I can remember going to a middle school that had empty lockers because all the Boomers were gone and they left over capacity in their wake.  I can also remember sitting in a class in college and having a professor point out that my generation, the yet-to-be-identified Generation X, probably wouldn't have Social Security waiting for us because the Boomers would live longer, and in greater numbers, than the program's designers had intended and that he couldn't imagine the political will of anyone to make the changes necessary to keep Social Security viable for later generations.  Generation X has literally been joking about not having Social Security since before we even really understood what it was, and sadly we have no reason to think it's really a joke.

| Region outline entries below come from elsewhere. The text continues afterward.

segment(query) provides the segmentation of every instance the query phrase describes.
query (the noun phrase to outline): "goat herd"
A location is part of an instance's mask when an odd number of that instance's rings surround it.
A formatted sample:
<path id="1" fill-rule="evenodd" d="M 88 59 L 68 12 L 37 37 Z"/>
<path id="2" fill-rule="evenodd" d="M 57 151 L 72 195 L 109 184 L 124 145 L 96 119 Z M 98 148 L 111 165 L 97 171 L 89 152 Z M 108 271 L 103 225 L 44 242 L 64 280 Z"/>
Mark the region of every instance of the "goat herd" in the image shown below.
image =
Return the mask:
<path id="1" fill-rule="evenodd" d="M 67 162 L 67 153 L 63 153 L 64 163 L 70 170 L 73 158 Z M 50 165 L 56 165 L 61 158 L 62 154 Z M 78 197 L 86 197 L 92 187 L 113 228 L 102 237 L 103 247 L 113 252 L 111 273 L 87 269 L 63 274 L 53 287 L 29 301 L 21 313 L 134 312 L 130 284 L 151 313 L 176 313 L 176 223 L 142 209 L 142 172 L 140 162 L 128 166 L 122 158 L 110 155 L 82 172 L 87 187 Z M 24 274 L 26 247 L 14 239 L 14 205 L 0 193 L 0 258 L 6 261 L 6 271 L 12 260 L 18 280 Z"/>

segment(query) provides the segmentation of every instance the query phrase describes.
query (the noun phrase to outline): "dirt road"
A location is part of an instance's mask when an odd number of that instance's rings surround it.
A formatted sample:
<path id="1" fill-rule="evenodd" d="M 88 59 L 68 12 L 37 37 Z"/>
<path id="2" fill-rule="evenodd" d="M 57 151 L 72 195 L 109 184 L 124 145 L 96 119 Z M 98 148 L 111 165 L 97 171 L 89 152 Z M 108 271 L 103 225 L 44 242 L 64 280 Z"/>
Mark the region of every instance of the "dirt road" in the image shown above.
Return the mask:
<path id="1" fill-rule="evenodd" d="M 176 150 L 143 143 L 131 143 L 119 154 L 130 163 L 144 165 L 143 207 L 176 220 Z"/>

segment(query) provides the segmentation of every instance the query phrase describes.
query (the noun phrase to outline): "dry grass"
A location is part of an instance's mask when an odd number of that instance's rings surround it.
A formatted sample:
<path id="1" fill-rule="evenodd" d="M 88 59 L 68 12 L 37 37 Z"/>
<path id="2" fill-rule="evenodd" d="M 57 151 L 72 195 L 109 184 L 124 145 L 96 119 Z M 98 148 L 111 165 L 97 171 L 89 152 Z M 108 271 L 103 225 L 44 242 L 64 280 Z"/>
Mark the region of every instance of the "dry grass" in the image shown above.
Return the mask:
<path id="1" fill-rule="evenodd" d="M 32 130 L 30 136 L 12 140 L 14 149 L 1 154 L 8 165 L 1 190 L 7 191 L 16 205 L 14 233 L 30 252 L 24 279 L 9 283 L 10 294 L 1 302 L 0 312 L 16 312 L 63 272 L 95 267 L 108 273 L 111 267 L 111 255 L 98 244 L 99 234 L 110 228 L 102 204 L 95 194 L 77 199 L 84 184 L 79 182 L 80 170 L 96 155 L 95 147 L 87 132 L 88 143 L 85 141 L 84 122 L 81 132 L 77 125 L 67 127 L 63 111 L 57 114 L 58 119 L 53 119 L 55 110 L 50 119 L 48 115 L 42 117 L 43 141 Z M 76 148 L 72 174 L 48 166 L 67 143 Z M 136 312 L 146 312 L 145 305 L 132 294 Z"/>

I was wondering when someone would write, say or do something that would capture Generation X's spirit and if the 1,280+ comments on a blog post titled Generation X Doesn't Want to Hear It are any indication I think I might have found it:

Generation X is a journeyman. It didn’t invent hip hop, or punk rock, or even electronica (it’s pretty sure those dudes in Kraftwerk are boomers) but it perfected all of them, and made them its own. It didn’t invent the Web, but it largely built the damn thing. Generation X gave you Google and Twitter and blogging; Run DMC and Radiohead and Nirvana and Notorious B.I.G. Not that it gets any credit. 

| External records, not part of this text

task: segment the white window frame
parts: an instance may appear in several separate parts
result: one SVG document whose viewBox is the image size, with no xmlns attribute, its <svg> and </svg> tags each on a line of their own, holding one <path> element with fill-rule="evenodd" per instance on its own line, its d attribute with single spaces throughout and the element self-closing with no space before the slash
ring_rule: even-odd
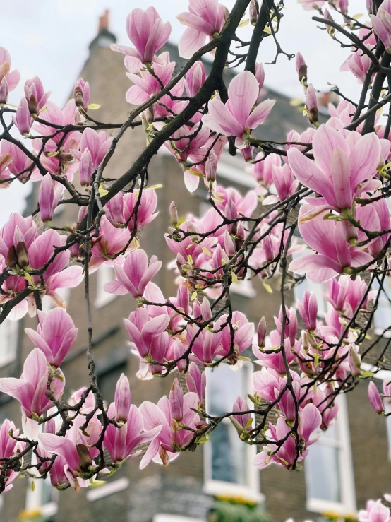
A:
<svg viewBox="0 0 391 522">
<path fill-rule="evenodd" d="M 300 252 L 294 254 L 293 258 L 294 259 L 297 259 L 298 258 L 301 257 L 301 256 L 306 256 L 308 254 L 312 254 L 312 250 L 308 248 L 306 248 Z M 298 293 L 299 291 L 301 290 L 300 287 L 303 288 L 301 285 L 304 286 L 305 290 L 308 290 L 308 291 L 311 293 L 315 294 L 316 297 L 316 302 L 318 303 L 318 319 L 324 319 L 328 310 L 330 309 L 329 302 L 326 301 L 326 299 L 322 295 L 322 292 L 327 293 L 327 287 L 325 283 L 313 283 L 312 281 L 309 281 L 307 278 L 306 278 L 299 285 L 295 285 L 294 287 L 295 303 L 297 303 L 297 302 L 300 300 L 298 298 Z"/>
<path fill-rule="evenodd" d="M 372 366 L 368 362 L 361 363 L 361 369 L 364 372 L 376 372 L 373 375 L 374 379 L 378 379 L 379 381 L 386 381 L 387 382 L 391 381 L 391 371 L 386 369 L 378 370 L 378 367 Z M 386 413 L 391 412 L 391 401 L 383 401 L 384 410 Z M 387 429 L 387 441 L 388 445 L 388 461 L 391 462 L 391 415 L 385 417 L 385 427 Z"/>
<path fill-rule="evenodd" d="M 54 516 L 59 511 L 58 497 L 59 492 L 50 485 L 52 488 L 52 498 L 50 502 L 42 504 L 42 490 L 44 487 L 44 482 L 50 482 L 49 475 L 45 479 L 37 478 L 29 479 L 29 487 L 26 494 L 26 507 L 27 511 L 32 511 L 38 510 L 40 514 L 44 517 Z M 31 488 L 31 483 L 34 482 L 34 491 Z"/>
<path fill-rule="evenodd" d="M 238 370 L 247 372 L 248 393 L 253 391 L 252 375 L 253 365 L 252 362 L 244 362 L 243 367 Z M 208 409 L 207 397 L 207 376 L 206 384 L 205 405 L 206 410 Z M 227 418 L 222 422 L 231 424 L 229 419 Z M 232 429 L 234 429 L 232 425 Z M 243 442 L 243 444 L 246 443 Z M 256 445 L 249 446 L 246 444 L 246 473 L 247 485 L 235 484 L 234 482 L 226 482 L 222 480 L 214 480 L 212 478 L 212 444 L 207 443 L 203 447 L 204 456 L 204 492 L 215 497 L 230 497 L 235 498 L 241 497 L 250 502 L 262 503 L 265 500 L 265 496 L 260 492 L 260 472 L 254 465 L 254 458 L 257 454 Z M 155 521 L 154 521 L 155 522 Z"/>
<path fill-rule="evenodd" d="M 331 511 L 341 516 L 351 516 L 356 511 L 356 504 L 347 399 L 344 394 L 340 394 L 336 401 L 339 406 L 336 422 L 338 425 L 339 441 L 337 447 L 339 450 L 338 456 L 342 500 L 340 502 L 335 502 L 330 500 L 325 500 L 324 499 L 309 498 L 307 496 L 306 509 L 308 511 L 315 513 Z M 315 444 L 318 443 L 315 442 Z M 331 445 L 334 447 L 336 446 L 334 441 L 330 441 L 329 442 L 327 439 L 324 439 L 322 444 L 324 445 Z M 306 461 L 304 461 L 305 469 L 307 468 L 306 463 Z M 309 473 L 306 471 L 306 485 L 307 492 L 308 480 Z"/>
<path fill-rule="evenodd" d="M 11 321 L 7 318 L 0 324 L 0 367 L 9 364 L 16 358 L 18 327 L 18 321 Z M 11 344 L 11 347 L 6 347 L 6 351 L 4 350 L 6 343 Z"/>
<path fill-rule="evenodd" d="M 89 502 L 93 502 L 95 500 L 98 500 L 98 499 L 103 499 L 105 497 L 109 497 L 109 495 L 114 494 L 114 493 L 118 493 L 120 491 L 124 491 L 124 490 L 126 490 L 129 487 L 130 485 L 131 481 L 129 479 L 126 478 L 126 477 L 123 477 L 116 480 L 113 480 L 107 484 L 104 484 L 102 486 L 99 486 L 94 489 L 89 489 L 87 491 L 85 496 Z"/>
<path fill-rule="evenodd" d="M 109 275 L 111 275 L 111 278 L 109 277 Z M 103 289 L 107 283 L 114 281 L 114 279 L 115 272 L 113 266 L 109 266 L 104 263 L 97 270 L 95 308 L 102 308 L 116 297 L 116 294 L 109 294 Z"/>
<path fill-rule="evenodd" d="M 158 513 L 154 515 L 152 522 L 204 522 L 203 518 L 193 518 L 182 515 L 170 515 L 164 513 Z"/>
</svg>

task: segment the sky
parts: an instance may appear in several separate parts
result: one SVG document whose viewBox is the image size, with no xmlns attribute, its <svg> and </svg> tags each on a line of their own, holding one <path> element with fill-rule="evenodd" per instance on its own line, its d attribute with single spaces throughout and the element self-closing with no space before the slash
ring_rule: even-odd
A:
<svg viewBox="0 0 391 522">
<path fill-rule="evenodd" d="M 234 0 L 221 0 L 229 8 Z M 279 42 L 284 51 L 299 51 L 308 66 L 308 81 L 315 89 L 329 90 L 336 84 L 341 90 L 357 97 L 360 85 L 350 73 L 339 72 L 339 67 L 349 56 L 349 49 L 342 49 L 326 31 L 317 28 L 311 20 L 315 11 L 306 11 L 296 0 L 286 0 Z M 350 0 L 351 15 L 366 13 L 364 0 Z M 184 27 L 175 16 L 186 11 L 186 0 L 13 0 L 1 6 L 0 46 L 11 54 L 11 69 L 18 69 L 20 83 L 11 93 L 11 102 L 17 105 L 23 95 L 25 80 L 39 76 L 50 99 L 59 106 L 78 78 L 88 56 L 88 45 L 97 34 L 99 16 L 105 9 L 110 11 L 110 30 L 120 44 L 129 45 L 126 31 L 126 15 L 134 8 L 146 8 L 153 5 L 164 21 L 172 26 L 170 40 L 178 42 Z M 363 20 L 365 20 L 363 18 Z M 243 40 L 251 36 L 251 26 L 239 29 Z M 275 57 L 275 48 L 271 37 L 260 47 L 258 61 L 266 63 Z M 289 61 L 280 56 L 277 65 L 265 66 L 265 85 L 281 91 L 292 98 L 303 97 L 299 84 L 294 60 Z M 125 95 L 125 93 L 124 93 Z M 93 98 L 93 93 L 92 95 Z M 0 191 L 0 226 L 11 212 L 21 211 L 28 187 L 13 183 L 10 189 Z"/>
</svg>

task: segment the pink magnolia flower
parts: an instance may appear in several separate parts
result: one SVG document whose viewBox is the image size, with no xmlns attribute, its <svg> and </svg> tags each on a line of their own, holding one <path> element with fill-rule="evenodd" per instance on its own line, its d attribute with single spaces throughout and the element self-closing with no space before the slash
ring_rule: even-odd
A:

But that’s okay. Generation X is used to being ignored, stuffed between two much larger, much more vocal, demographics. But whatever! Generation X is self-sufficient. It was a latchkey child. Its parents were too busy fulfilling their own personal ambitions to notice any of its trophies—which were admittedly few and far between because they were only awarded for victories, not participation…

Generation X is tired.

It’s a parent now, and there’s always so damn much to do. Generation X wishes it had better health insurance and a deeper savings account. It wonders where its 30s went. It wonders if it still has time to catch up…

Whatever. It’s cool. 

The post appears to have been written in response to a New Yorker article about the travails of Echo Boom generation, and I think it really does reflect how a lot of folks my age feel.

Whatever.

Will I Ever Outgrow the Wonder?

I've been an enthusiastic online traveler for about 15 years, maybe a little longer, and I've always wondered when the wonder of it would wear off.  As long as I keep stumbling across things like this blog post about triangular letters used by Soviet soldiers to send news back home from the front in World War II I doubt it ever will. An excerpt:

Folding had one more advantage: that the content of the letter was easy to check. Therefore, it was forbidden to seal them in any way. The censors working at the front did not primarily search for letters reviling the system – according to the analysis of the surviving front letters, almost none of them includes any political reference or Stalin’s name –, but whether they include any indication from which military movements and plans could be deduced. These were erased with black ink, but the mail was still transmitted.